Eau Claire (WQOW) - Joy, hope, holiday cheer: the Christmas season brings a lot of things with it. But for some unlucky ones, it brings sneezes, itchy eyes, and a watery nose. We're talking about allergens. Most go dormant in the winter but bringing the outdoors in can make them sprout back to life.
"When you think of seasonal allergies, the first thing that comes to mind is the spring, summer or fall," Jeff Jackson of Marshfield Clinic says.
The holiday season is in full swing and, in a twist, so is the allergy season.
"There is a group of people who's allergies are more reactive, more intense, in the winter months. There are a variety of triggers that we get exposed to around Christmas time," Jackson says.
Aunt Annie's apple pie and grandma's famous eggnog can be to blame. As can dusty decorations. Even Fido the family friend can be at fault.
"A real challenge has to do with potential food allergies. Around the holiday season, we're digging out the dusty ornaments and the artificial tree and things that have been tucked away that would bring with them, dust. It's during the winter that the doors and windows are closed. So we are more shut-in. We don't have as much air flow," Jackson says.
The biggest trigger: live trees and poinsettias.
"If it's mold associated with live Christmas trees or live greenery, or poinsettias, then you want to not be in contact with those live things. One of the options would be to buy an artificial tree or, I imagine, they make artificial poinsettias as well," Jackson says.

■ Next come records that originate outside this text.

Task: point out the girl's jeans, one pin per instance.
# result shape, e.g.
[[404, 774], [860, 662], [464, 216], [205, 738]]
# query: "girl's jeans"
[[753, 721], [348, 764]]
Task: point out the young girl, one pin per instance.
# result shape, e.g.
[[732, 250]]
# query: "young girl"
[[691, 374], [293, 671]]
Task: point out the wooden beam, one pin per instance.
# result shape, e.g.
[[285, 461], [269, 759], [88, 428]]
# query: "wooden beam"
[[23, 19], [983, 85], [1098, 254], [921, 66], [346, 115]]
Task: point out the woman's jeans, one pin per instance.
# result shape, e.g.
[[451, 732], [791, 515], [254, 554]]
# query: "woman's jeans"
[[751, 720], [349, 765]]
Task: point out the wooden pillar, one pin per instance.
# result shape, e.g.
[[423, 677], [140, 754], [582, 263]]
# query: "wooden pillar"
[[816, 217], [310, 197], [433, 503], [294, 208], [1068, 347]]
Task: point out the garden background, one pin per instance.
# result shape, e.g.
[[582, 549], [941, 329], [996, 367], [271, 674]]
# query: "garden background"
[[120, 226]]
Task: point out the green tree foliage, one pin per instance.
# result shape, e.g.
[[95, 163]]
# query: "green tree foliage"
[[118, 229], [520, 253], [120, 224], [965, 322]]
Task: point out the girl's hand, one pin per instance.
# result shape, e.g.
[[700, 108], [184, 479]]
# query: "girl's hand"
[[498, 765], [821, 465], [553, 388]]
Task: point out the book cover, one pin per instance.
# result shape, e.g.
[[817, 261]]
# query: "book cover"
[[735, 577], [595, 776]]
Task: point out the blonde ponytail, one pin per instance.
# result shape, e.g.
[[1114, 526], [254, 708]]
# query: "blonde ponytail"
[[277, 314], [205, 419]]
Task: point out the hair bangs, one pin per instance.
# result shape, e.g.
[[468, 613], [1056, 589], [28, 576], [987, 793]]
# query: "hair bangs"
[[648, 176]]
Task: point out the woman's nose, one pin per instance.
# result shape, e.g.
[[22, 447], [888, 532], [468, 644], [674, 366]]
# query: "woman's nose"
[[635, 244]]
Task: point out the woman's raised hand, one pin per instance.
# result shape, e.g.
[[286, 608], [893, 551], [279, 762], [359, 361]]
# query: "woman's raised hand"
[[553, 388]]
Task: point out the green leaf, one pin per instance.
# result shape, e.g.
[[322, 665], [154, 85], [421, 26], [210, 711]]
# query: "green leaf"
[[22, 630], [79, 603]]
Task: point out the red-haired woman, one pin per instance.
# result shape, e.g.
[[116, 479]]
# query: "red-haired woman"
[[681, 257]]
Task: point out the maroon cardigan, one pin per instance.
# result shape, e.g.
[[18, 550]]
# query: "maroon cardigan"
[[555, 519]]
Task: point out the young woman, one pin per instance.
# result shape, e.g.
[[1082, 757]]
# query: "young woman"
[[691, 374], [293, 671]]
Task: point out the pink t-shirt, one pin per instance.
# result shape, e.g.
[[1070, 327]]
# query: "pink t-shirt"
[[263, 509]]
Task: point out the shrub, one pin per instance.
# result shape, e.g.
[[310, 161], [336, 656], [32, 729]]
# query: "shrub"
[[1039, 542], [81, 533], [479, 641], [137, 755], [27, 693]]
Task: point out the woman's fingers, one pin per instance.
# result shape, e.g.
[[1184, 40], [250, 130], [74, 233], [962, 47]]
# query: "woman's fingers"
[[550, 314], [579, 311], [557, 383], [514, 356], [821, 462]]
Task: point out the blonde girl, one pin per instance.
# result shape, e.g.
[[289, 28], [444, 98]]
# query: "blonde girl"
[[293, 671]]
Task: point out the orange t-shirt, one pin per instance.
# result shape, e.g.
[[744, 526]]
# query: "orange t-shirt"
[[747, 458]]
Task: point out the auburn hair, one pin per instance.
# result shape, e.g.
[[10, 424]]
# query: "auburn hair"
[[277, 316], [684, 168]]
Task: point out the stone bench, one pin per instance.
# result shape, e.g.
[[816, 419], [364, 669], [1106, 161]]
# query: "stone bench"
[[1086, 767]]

But don't toss the tree just yet. The decorating pro's say, once dusted, there are plenty of low-allergen decorations, like bulbs in a glass bowl.
"Lots of artificial glittery embellishments, we also use a lot of ribbon, a lot of thick, wide ribbon, a lot of fabric," Molly Meyer of Brent Douglas Flowers says.
Another tip, if you or someone in your family has a severe food allergy, it is best to let relatives know before heading to their house for the holidays. That way, close-calls can be avoided.